Karena Iksion berani-beraninya
menginginkan Hera, Zeus pun menghukum Iksion dengan mengirimnya ke
Tartaros. Di sana Iksion diikat di sebuah roda api yang terus berputar
tiada henti.
Sementara anak hasil dari hubungan Nefele dan Iksion adalah Kentauros, yang merupakan leluhur para Centaur.
Koronis
Koronis adalah putri dari Flegias raja Thessali. Koronis merupakan kekasih Apollo.
Ketika
Koronis sedang hamil bayi Apollo, Koronis malah selingkuh dan bercinta
dengan pria lain yang bernama Iskhis. Perselingkuhan ini diketahui
oleh seekor gagak, yang langsung menyampaikan berita ini pada Apollo.
Apollo
sangat marah setelah mendengar perselingkuhan itu. Apollo langsung
mendatangi kediaman Koronis. Dia sana, Apollo membunuh Koronis beserta
Iskhis. Namun ketika mayat Koronis sedang dibakar di tumpukan kayu
bakar, Apollo menjadi menyesal atas perbuatannya. Apollo lalu
menyelamatkan bayi yang sedang dikandung Koronis. Bayi itu diberi nama
Asklepios dan oleh Apollo diberikan pada Khiron untuk dibesarkan.
Apollo
melampiaskan penyesalannya pada sang gagak yang membocorkan rahasia
Koronis. Apollo mengubah bulu burung gagak yang awalnya seputih salju
menjadi hitam pekat, dan sejak itu burung gagak menjadi pembawa berita
kematian. Selain itu Apollo juga menempatkan burung gagak di angkasa
sebagai rasi bintang Corvus.
Midas
Suatu
hari, Dionisos menyadari bahwa gurunya, Silenos, telah menghilang.
Silenos sedang mabuk dan berjalan-jalan dalam keadaan mabuk.

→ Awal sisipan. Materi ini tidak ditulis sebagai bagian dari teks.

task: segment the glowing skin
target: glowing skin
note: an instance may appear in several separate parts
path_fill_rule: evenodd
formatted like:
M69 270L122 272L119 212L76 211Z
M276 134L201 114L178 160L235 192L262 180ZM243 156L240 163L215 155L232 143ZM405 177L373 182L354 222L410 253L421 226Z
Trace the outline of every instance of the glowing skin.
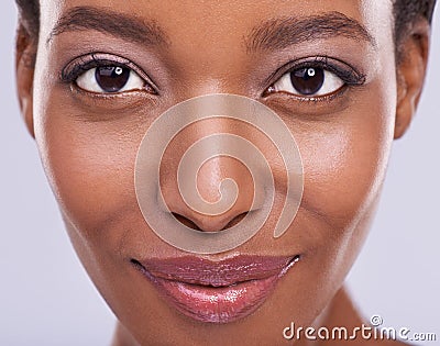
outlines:
M392 2L42 0L41 5L33 93L32 72L18 67L22 110L74 247L121 322L114 345L284 345L282 332L292 321L304 326L360 325L341 287L367 234L393 138L405 132L417 105L426 65L427 43L421 41L425 45L413 49L396 69ZM85 27L54 33L75 7L105 8L118 15L135 13L150 27L160 27L163 40L155 43L157 37L145 36L141 42L138 36L128 40ZM249 44L262 23L287 18L300 22L334 12L359 22L367 35L317 34L272 47ZM427 25L415 27L428 36ZM407 44L416 47L413 41ZM95 71L61 78L68 72L66 66L78 57L90 59L91 53L105 54L107 64L112 60L131 68L130 88L99 93ZM321 62L317 68L326 69L328 83L320 92L297 94L286 72L310 68L310 62ZM306 72L315 77L318 71ZM396 80L404 80L405 87ZM207 93L242 94L275 110L298 143L305 171L300 209L280 239L272 236L276 222L272 216L244 245L202 256L213 261L237 255L300 256L257 310L222 324L180 313L132 261L186 256L162 242L145 223L134 192L134 163L155 118L180 101ZM207 163L198 182L201 193L215 200L218 182L234 177L241 196L226 214L197 214L178 197L172 168L182 154L179 147L221 129L243 136L250 132L230 122L201 122L186 131L187 143L174 143L165 161L170 168L161 177L172 211L201 231L234 224L250 205L248 176L228 158ZM263 138L255 141L264 146ZM284 176L279 157L270 146L265 154L275 171L276 215L284 201Z

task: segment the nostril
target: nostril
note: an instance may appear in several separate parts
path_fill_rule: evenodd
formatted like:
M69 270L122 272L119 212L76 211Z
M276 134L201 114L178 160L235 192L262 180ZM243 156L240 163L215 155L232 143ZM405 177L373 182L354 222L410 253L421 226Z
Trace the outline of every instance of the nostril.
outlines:
M228 222L228 224L221 231L233 227L234 225L240 223L248 215L248 213L249 212L244 212L244 213L241 213L241 214L237 215L230 222ZM178 222L180 222L182 224L186 225L187 227L190 227L190 228L196 230L196 231L204 231L195 222L193 222L188 217L185 217L184 215L180 215L180 214L178 214L176 212L172 212L172 214L173 214L174 217L176 217L176 220Z
M173 216L177 219L178 222L182 224L186 225L187 227L190 227L196 231L201 231L198 225L196 225L193 221L185 217L184 215L180 215L178 213L172 212Z
M237 215L234 219L232 219L232 220L224 226L223 230L231 228L231 227L233 227L234 225L237 225L238 223L240 223L240 222L248 215L248 213L249 213L249 212L244 212L244 213L241 213L241 214Z

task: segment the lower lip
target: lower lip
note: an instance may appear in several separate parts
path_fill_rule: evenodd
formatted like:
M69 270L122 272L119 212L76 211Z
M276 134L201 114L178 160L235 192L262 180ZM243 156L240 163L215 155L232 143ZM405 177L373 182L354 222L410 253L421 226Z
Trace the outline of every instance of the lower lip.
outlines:
M229 323L258 309L274 290L276 282L292 267L264 279L238 282L226 287L193 284L144 275L183 314L208 323Z

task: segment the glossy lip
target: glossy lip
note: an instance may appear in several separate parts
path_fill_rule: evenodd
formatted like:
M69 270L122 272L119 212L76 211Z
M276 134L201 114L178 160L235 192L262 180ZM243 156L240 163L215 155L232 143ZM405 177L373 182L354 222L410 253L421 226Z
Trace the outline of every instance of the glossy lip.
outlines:
M261 306L276 282L299 259L299 255L237 256L212 261L187 256L131 263L186 316L228 323Z

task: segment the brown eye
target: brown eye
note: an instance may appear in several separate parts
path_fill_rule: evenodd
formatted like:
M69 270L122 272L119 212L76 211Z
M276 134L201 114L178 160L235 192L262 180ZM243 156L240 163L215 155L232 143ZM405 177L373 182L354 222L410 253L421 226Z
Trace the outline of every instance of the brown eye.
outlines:
M284 91L300 97L320 97L333 93L344 86L336 74L323 68L306 67L286 72L272 87L271 92Z
M76 85L86 91L116 93L145 89L146 82L131 68L100 66L81 74L76 79Z
M294 88L301 94L317 93L324 81L322 68L301 68L290 72L290 81Z
M103 91L117 92L127 85L130 69L119 66L97 67L95 78Z

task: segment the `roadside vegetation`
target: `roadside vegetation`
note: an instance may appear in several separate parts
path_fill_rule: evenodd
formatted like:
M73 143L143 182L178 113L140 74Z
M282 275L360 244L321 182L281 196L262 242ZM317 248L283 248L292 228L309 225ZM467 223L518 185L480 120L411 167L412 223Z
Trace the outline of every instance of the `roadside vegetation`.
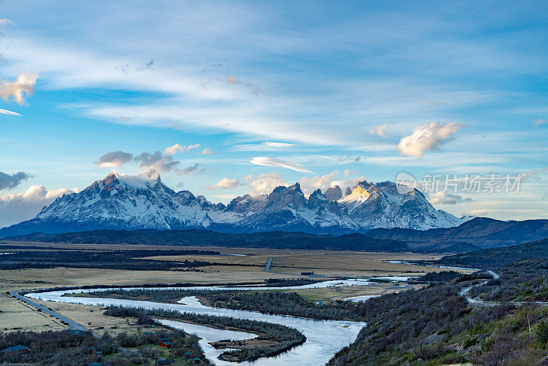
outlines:
M220 265L206 261L181 260L153 260L140 259L155 256L185 256L220 254L216 252L200 250L25 250L18 251L3 246L3 250L13 251L0 256L0 269L25 268L105 268L133 271L195 270L197 267Z
M499 269L501 276L471 289L484 301L548 302L548 260L523 259Z
M159 345L160 339L172 342L169 348ZM105 332L95 338L91 332L12 332L0 334L0 350L14 345L28 347L21 353L0 352L0 362L5 364L88 365L100 363L105 366L155 365L170 360L172 365L193 363L199 358L203 365L211 365L198 344L198 338L182 330L160 329L155 332L122 332L112 337Z
M176 303L183 297L196 296L205 304L218 308L326 320L360 320L362 318L360 303L337 301L319 304L291 292L115 289L81 295L166 303Z
M252 346L247 346L246 343L242 343L240 349L227 351L221 354L219 358L226 361L241 362L256 360L260 357L275 356L290 350L296 345L301 345L306 341L306 337L302 333L292 328L266 321L232 317L179 313L164 309L145 310L119 306L110 306L105 312L105 314L113 317L137 317L138 322L141 324L156 324L154 318L162 318L188 321L221 329L240 330L256 333L259 335L256 339L265 341ZM213 345L216 346L214 343ZM225 347L225 345L219 345L219 347ZM235 348L236 347L230 347Z
M513 269L512 278L523 280L530 276L530 265L508 268ZM486 282L485 278L477 272L364 302L361 310L368 326L329 365L539 364L548 355L548 307L473 304L459 295L463 287ZM494 290L503 281L490 280L489 287ZM514 285L518 283L516 280ZM540 282L531 284L538 288Z

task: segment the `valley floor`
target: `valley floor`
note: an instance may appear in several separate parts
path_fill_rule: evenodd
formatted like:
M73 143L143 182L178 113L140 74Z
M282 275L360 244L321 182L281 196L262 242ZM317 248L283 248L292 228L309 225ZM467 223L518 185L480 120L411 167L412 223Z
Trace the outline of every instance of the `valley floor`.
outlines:
M10 243L13 245L14 243ZM120 249L179 249L173 246L153 245L72 245L17 242L23 247L42 247L43 250L55 249L94 249L98 251ZM128 271L121 269L92 268L26 269L0 271L2 293L0 296L0 332L17 329L42 331L62 329L59 321L37 312L32 306L9 296L7 293L14 290L45 289L60 286L86 286L98 284L130 284L146 283L169 284L192 282L197 284L208 283L261 282L269 278L306 278L301 272L314 271L329 277L420 276L425 272L439 271L440 269L415 265L388 263L387 260L429 260L434 255L411 253L386 253L366 252L334 252L313 250L285 250L255 248L227 248L215 247L184 247L185 249L199 249L214 250L221 253L245 254L245 256L184 256L184 257L162 257L167 260L204 260L224 263L199 267L201 271ZM22 249L25 250L25 249ZM30 250L30 249L29 249ZM272 272L263 271L268 258L273 257ZM149 257L150 259L156 259ZM160 259L160 258L158 258ZM245 264L246 266L238 265ZM286 273L286 274L284 274ZM407 288L410 287L407 285ZM365 295L381 295L405 289L390 282L366 286L332 287L297 290L300 295L310 300L334 301ZM78 310L84 308L77 305L55 304L62 315L87 326L88 322L97 327L110 328L108 321L100 320L99 314L92 313L92 308ZM52 304L49 305L52 307ZM95 319L99 317L99 318ZM103 324L104 321L107 323ZM119 327L119 326L114 326Z

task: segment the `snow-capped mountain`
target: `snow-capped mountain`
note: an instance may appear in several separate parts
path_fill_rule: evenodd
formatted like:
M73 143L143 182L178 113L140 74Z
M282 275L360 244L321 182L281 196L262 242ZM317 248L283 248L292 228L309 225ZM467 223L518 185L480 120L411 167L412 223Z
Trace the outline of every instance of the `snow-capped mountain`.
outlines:
M436 210L417 189L400 190L392 182L373 184L360 182L338 202L362 229L402 228L425 230L458 226L460 219ZM405 193L403 193L405 192Z
M111 173L79 193L58 197L34 219L0 230L0 237L105 228L342 234L374 228L449 228L466 221L436 210L417 190L399 193L390 182L361 182L338 200L340 188L326 193L329 198L319 189L307 198L296 183L268 195L237 197L225 206L188 191L175 192L156 173Z

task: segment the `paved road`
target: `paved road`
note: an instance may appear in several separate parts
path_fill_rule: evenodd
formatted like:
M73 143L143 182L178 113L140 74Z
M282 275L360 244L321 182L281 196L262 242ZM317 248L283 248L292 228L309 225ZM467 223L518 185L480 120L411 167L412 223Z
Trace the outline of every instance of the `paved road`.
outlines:
M491 276L493 276L493 280L498 280L500 278L499 275L497 274L496 273L493 272L493 271L487 271L487 273L488 273L490 275L491 275ZM472 287L475 287L476 286L481 286L481 285L485 284L486 283L487 283L487 281L484 281L484 282L482 282L481 283L479 283L477 284L475 284L475 285L473 285L473 286L469 286L468 287L465 287L465 288L462 289L462 290L460 290L459 291L458 294L460 295L461 296L464 296L464 298L466 298L466 301L468 302L469 302L470 304L477 304L477 305L485 305L485 306L495 306L497 305L499 305L501 304L503 304L503 302L498 302L498 301L481 301L481 300L477 300L473 299L472 297L470 297L470 295L469 295L468 293L470 291L470 290L472 289ZM530 304L531 303L531 302L526 302L526 301L508 301L508 302L506 302L506 304L516 304L516 305L519 305L521 304ZM536 301L536 302L534 302L534 303L535 304L538 304L539 305L543 305L543 306L548 305L548 302L547 302Z
M264 265L264 269L265 272L270 272L270 266L272 265L272 257L269 257L269 259L266 260L266 264Z
M40 305L39 304L36 304L36 302L34 302L34 301L31 300L28 297L25 297L25 296L19 295L19 292L20 291L12 291L12 292L10 293L10 295L16 297L17 299L18 299L18 300L21 300L23 302L25 302L25 303L28 304L31 306L34 306L34 307L35 307L36 308L40 309L42 312L45 313L46 314L48 314L49 315L52 315L52 316L56 317L57 319L58 319L61 321L62 321L62 322L64 322L64 323L65 323L66 324L68 324L68 328L70 328L70 329L75 329L77 330L84 330L84 332L87 332L88 330L90 330L89 329L88 329L87 328L84 327L82 324L79 324L76 321L75 321L73 320L71 320L71 319L67 318L66 317L64 317L63 315L59 314L58 313L55 313L55 311L51 310L49 310L49 308L47 308L47 307L45 307L45 306L44 306L42 305ZM93 333L93 336L95 337L96 338L101 338L100 336L99 336L99 335L97 335L97 334L96 334L95 333Z

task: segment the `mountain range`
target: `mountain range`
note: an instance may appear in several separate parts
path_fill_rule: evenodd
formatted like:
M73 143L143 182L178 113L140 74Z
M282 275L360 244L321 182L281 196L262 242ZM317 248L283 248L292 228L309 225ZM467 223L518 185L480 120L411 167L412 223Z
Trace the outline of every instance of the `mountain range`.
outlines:
M342 234L376 228L451 228L470 219L436 210L419 191L401 193L391 182L360 182L345 193L335 186L306 197L295 183L269 195L237 197L225 206L189 191L175 192L158 173L113 172L79 193L58 197L35 218L0 229L0 237L101 229Z

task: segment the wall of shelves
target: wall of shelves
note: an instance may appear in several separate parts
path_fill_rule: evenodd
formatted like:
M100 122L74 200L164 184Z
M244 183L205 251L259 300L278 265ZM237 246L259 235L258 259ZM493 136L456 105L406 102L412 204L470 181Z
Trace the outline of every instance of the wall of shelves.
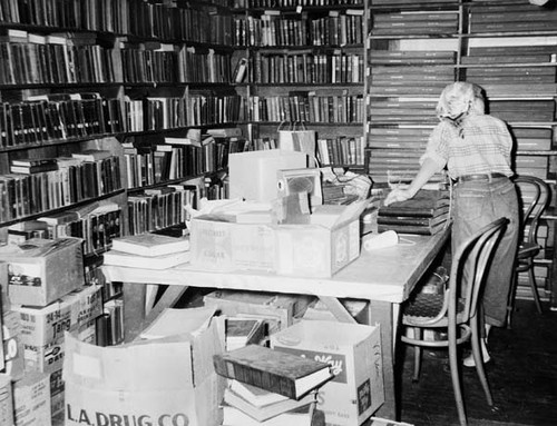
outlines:
M277 146L277 130L315 130L324 166L363 168L364 40L360 1L236 2L238 90L254 143ZM247 9L244 9L247 7Z
M472 81L486 90L489 112L514 133L516 172L548 181L555 209L556 11L516 0L370 0L369 7L367 170L374 180L411 180L416 157L437 123L440 91L452 81ZM554 228L553 214L547 218ZM551 306L557 304L554 247L547 239L546 258L538 260L549 269L541 294Z

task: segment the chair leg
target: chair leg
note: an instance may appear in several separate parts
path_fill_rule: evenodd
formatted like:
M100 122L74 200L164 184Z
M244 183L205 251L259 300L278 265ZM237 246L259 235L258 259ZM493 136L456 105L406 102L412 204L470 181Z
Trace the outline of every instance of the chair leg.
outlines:
M483 368L483 359L481 356L481 347L480 347L480 337L478 329L478 316L473 316L470 318L470 327L472 335L470 336L470 341L472 344L472 354L473 361L476 364L476 371L478 373L478 377L481 383L481 387L483 388L483 393L486 394L486 399L489 406L494 405L494 398L491 397L491 390L489 389L489 384L486 377L486 370Z
M510 283L510 289L509 289L509 298L507 301L507 328L511 328L511 319L512 319L512 311L515 310L515 297L517 294L517 281L518 281L518 271L512 273L512 278Z
M467 426L465 402L462 399L462 389L460 387L460 370L457 348L457 325L449 324L449 363L451 368L452 390L455 392L455 400L457 403L458 418L461 426Z
M414 338L421 339L422 329L420 327L414 327L413 329ZM421 346L414 346L414 375L412 377L412 382L418 382L420 379L420 370L421 370Z
M541 314L541 304L539 301L538 287L536 285L536 276L534 275L534 265L528 269L528 276L530 281L531 295L534 296L534 303L536 304L536 309Z

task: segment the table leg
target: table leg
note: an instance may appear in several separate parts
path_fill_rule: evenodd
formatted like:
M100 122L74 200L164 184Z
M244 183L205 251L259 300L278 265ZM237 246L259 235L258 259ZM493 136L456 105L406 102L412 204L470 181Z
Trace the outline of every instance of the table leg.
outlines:
M186 293L187 286L167 286L165 293L146 314L147 285L124 283L124 341L134 340L165 308L172 308Z
M397 420L392 304L370 300L369 324L381 325L381 351L383 354L384 404L378 409L375 416Z

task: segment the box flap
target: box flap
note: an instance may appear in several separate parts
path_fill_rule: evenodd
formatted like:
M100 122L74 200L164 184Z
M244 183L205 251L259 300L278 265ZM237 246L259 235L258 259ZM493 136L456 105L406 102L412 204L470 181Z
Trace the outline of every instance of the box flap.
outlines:
M361 200L348 206L316 206L310 217L310 221L312 225L321 225L328 229L338 228L348 221L359 218L368 207L368 202L369 200Z

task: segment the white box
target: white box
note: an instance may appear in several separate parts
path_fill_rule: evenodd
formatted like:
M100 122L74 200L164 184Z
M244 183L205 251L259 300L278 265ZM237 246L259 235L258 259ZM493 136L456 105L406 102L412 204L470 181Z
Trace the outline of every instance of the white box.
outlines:
M302 320L272 335L271 347L332 366L317 398L328 425L359 426L384 403L379 326Z
M8 264L8 296L16 305L47 306L84 283L82 240L32 238L0 252Z
M234 224L198 216L190 227L192 265L329 278L360 256L365 206L319 206L309 225Z
M277 196L278 170L307 167L304 152L270 149L228 156L229 198L271 201Z
M16 425L50 426L50 375L30 371L13 384Z
M13 425L13 393L11 378L0 373L0 425Z
M82 426L85 415L96 425L221 425L224 379L213 368L221 351L214 321L196 336L113 347L66 334L65 425Z

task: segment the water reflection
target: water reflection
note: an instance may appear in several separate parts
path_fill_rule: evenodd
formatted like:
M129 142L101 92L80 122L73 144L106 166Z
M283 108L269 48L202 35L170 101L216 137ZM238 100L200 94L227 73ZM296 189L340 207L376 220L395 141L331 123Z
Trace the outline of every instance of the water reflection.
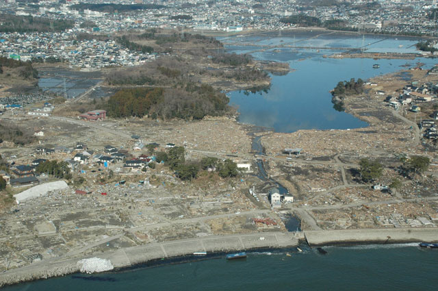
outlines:
M356 40L352 39L351 36L324 36L324 38L306 40L303 35L300 38L303 42L315 46L357 47L354 43ZM281 38L283 41L285 41L285 38ZM365 45L368 45L370 42L372 44L370 46L374 48L384 49L390 47L394 51L404 50L403 52L407 52L412 51L411 48L408 49L407 47L415 41L411 38L398 40L385 38L381 36L368 36L365 39ZM263 42L259 38L257 40L257 44ZM298 42L298 40L296 38L295 41ZM276 41L275 38L269 39L269 43L275 43ZM288 41L293 42L290 40ZM234 45L231 51L237 53L248 51L248 47L240 47L242 51L240 51L239 47L237 45ZM252 53L258 60L287 62L291 68L296 71L284 76L271 74L272 84L269 90L257 90L257 88L253 88L247 91L231 92L229 94L230 104L239 108L239 121L271 127L277 132L366 127L366 123L344 112L342 103L332 103L329 91L339 81L351 78L366 80L376 75L405 68L408 66L415 66L420 61L426 64L426 67L434 64L433 59L378 61L362 58L334 59L324 58L325 53L327 53L327 51L323 53L316 50L286 48L275 51L268 49ZM378 69L372 68L372 65L376 62L380 64ZM403 77L407 79L409 76L406 75Z

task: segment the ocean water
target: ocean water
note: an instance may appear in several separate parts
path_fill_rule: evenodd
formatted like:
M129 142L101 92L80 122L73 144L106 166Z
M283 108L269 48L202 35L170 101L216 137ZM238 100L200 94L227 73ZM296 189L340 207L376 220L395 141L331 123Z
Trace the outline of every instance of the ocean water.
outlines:
M326 255L302 249L302 253L248 253L246 259L235 261L227 262L222 255L114 273L68 275L4 290L435 290L438 286L438 250L422 249L416 244L327 247Z

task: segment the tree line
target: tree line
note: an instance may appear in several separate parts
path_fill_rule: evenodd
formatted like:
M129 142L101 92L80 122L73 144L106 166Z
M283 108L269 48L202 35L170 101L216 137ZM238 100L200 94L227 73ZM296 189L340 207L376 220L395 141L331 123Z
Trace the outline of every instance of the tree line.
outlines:
M184 88L122 89L110 97L107 114L116 118L202 119L227 113L228 97L209 85L188 84Z
M72 178L68 164L66 162L58 162L55 160L44 161L37 166L35 171L38 174L51 175L58 179L69 180Z
M188 162L183 147L171 148L168 153L159 151L155 155L157 162L168 166L175 171L177 177L183 181L195 179L199 171L209 169L216 171L222 178L233 177L239 174L237 164L229 159L221 161L216 157L207 157L197 162Z
M0 137L1 140L8 140L18 145L27 144L35 140L30 131L4 121L0 123Z
M36 79L38 71L34 68L30 62L22 62L5 57L0 57L0 74L3 73L3 67L17 68L18 76L23 79Z
M433 43L430 40L417 42L415 47L422 51L430 51L430 53L438 51L438 49L433 47Z
M89 10L92 11L99 11L100 12L114 13L118 12L127 12L136 10L146 10L149 9L161 9L166 6L159 4L115 4L115 3L101 3L92 4L88 3L80 3L70 6L71 9L75 10L82 11L83 10Z
M363 81L359 78L357 81L352 78L350 81L340 81L332 91L333 96L348 96L363 92Z

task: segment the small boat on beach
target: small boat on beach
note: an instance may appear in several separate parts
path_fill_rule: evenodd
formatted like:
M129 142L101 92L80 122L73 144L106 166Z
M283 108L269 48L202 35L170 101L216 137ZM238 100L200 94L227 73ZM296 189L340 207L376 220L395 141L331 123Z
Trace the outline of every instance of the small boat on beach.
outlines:
M438 249L438 244L430 244L428 242L420 242L418 245L422 248Z
M320 252L320 253L321 255L326 255L327 254L327 251L324 250L322 248L317 248L316 249L318 250L318 252Z
M236 253L227 255L227 260L243 259L246 257L246 253Z

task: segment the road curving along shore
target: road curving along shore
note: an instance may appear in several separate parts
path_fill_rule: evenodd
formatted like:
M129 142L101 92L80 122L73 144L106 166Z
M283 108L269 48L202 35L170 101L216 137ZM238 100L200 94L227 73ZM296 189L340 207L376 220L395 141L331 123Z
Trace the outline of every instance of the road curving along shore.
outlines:
M339 229L304 231L310 246L350 244L437 242L438 228Z

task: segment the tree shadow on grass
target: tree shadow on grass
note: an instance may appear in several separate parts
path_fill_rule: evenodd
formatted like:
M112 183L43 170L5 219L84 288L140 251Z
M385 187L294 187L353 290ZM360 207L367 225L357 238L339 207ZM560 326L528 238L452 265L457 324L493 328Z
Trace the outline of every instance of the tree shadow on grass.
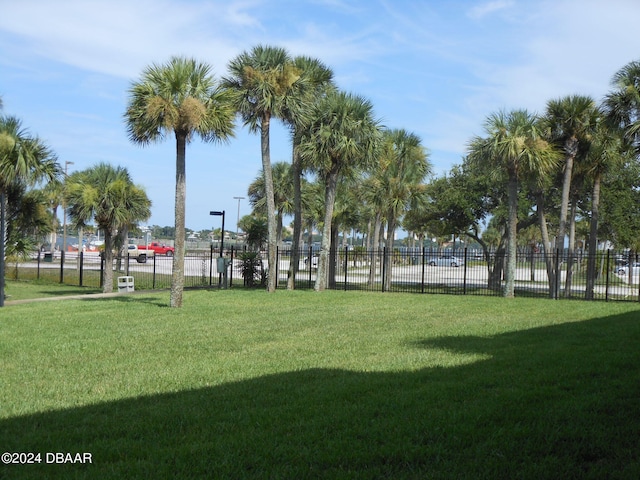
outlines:
M0 421L5 478L640 478L637 312L445 337L453 367L307 369ZM451 355L452 354L452 355ZM47 465L45 452L92 464Z

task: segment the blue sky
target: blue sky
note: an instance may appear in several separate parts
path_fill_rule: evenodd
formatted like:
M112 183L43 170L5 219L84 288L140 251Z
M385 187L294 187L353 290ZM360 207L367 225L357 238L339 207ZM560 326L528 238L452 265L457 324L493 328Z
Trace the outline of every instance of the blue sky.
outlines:
M0 0L0 96L69 172L129 169L153 202L150 225L173 225L175 141L141 148L126 134L127 90L145 67L187 55L226 74L257 44L318 58L338 86L368 98L391 128L422 138L434 173L500 109L601 100L640 59L637 0ZM289 161L272 129L272 161ZM188 228L235 229L238 201L261 168L260 140L238 124L227 145L187 147ZM240 201L240 216L250 212Z

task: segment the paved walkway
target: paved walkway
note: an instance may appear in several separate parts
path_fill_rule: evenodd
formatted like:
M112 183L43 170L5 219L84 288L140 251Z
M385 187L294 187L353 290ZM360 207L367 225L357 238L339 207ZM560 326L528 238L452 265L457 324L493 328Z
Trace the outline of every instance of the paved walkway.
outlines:
M25 298L23 300L10 300L5 298L4 305L5 307L11 305L20 305L23 303L33 303L33 302L49 302L56 300L93 300L96 298L110 298L110 297L119 297L121 295L139 295L143 293L160 293L166 292L169 289L156 289L156 290L135 290L133 292L112 292L112 293L83 293L80 295L60 295L56 297L39 297L39 298Z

Silenos
ditemukan oleh beberapa petani dan dibawa pada raja Midas.
Midas tahu
siapa Silenos dan memerlakukannya dengan sangat baik. Setelah menjamu
Silenos selama sepuluh hari, Midas mengembalikan Silenos pada Dionisos.
Atas kebaikannya, Midas dihadiahi satu permintaan. Midas meminta
supaya apapun yang disentuhnya berubah menjadi emas. Dionisos
mengabulkannya meskipun dia menyayangkan mengapa Midas tidak meminta
sesuatu yang lebih baik. Midas sangat senang, dia menyentuh pohon dan
batu yang kemudian berubah menjadi emas. Midas merasa bahwa kini dia
bisa menjadi raja paling kaya di dunia. Midas lalu pulang dan menyuruh
pelayannya menyiapkan makanan. Tetapu dia segera menyadari bahwa dia
tak bisa menikmatinya karena makanan dan air pun berubah menjadi emas.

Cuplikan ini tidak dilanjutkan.